Thing is that doc are scattered between different libs (http_cache, plug_http_cache and http_cache_store_disk for instance), but I’ve described overall capabilities in a blog post.

1 Like

Hm, here is where I question the usefulness of this. It’s a full HTTP request to warm up a cache that might take less time being fetched from the DB, so to me it gets a bit crazy at this point.

Admittedly I’ve rarely worked on systems that truly derived value from caches – still, almost never in my career were distributed caches useful. It was at least as efficient to have 3+ nodes each having a completely local RAM cache and hitting the DB and/or 3rd party APIs to populate those local caches. We even had metrics dashboards proving it.

This is why I am super curious about people using distributed caches: do you have metrics showing “time used to cache the thing” vs. “time to distribute the thing in caches” vs. “time to access the cached thing”?

Just to make things clear: if the response is not cached on nodeA, it’ll hit the backend (DB, etc.) and not request the response from other nodes.

Cached HTTP responses sharing is done behind the scene, between the stores. HTTP response sharing is best effort, as everything else (no guarantee a cacheable response will be cached - see the blog post).
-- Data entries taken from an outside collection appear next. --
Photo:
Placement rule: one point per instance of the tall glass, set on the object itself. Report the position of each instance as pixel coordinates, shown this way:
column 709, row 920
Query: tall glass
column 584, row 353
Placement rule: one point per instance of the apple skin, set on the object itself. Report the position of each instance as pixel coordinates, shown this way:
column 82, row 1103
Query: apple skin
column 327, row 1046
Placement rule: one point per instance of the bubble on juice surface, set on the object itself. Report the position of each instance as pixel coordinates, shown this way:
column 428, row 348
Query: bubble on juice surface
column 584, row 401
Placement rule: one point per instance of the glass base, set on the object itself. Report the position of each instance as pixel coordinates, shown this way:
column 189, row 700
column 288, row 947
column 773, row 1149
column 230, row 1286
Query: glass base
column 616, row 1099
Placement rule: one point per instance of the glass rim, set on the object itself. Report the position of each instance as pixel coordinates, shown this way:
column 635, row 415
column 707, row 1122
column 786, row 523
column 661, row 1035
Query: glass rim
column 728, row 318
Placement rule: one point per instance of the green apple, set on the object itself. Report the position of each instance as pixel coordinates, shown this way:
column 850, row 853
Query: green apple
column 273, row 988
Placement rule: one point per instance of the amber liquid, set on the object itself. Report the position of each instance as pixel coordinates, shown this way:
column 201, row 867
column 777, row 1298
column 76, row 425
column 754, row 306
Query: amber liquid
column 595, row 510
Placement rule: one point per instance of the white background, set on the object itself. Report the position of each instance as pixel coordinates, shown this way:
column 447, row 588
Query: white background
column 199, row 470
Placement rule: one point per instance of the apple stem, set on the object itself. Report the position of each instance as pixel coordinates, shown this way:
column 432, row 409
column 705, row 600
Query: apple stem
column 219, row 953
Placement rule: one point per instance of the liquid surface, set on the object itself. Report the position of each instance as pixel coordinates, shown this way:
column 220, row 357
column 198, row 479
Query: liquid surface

Now clustering is disabled by default, and indeed I’ve no feedback from it being used in prod so I don’t know for sure this response sharing is really useful. My experience in HTTP caching is with an very slow MongoDB/Elasticsearch BE and the more responses are cached, the better.

2 Likes

I guess the best thing out of this is that you can warmup fast a node that was restarted/redeployed, can be quite useful if you are doing periodically small deploys (if the redeploys don’t happen at the same time on both nodes).

2 Likes

weird, both documentations of Cachex and Nebulex explains exactly what to expect from their strategies to distribution. Cachex have a detailed explanation on what happens localy and what needs to go on the network. Nebulex include different strategies to accomodate different needs.

For exemple, an explanation of replicated cache from Nebulex, and it clearly explains that distribution happens on writes and that it replicates all values:
https://hexdocs.pm/nebulex/Nebulex.Adapters.Replicated.html

I’m not sure if you’re talking about caches in elixir or caches in general. :thinking:

2 Likes

Oh I meant distributed caches in general, plus @tangui’s libraries. Thanks for the link, I’ll read through it.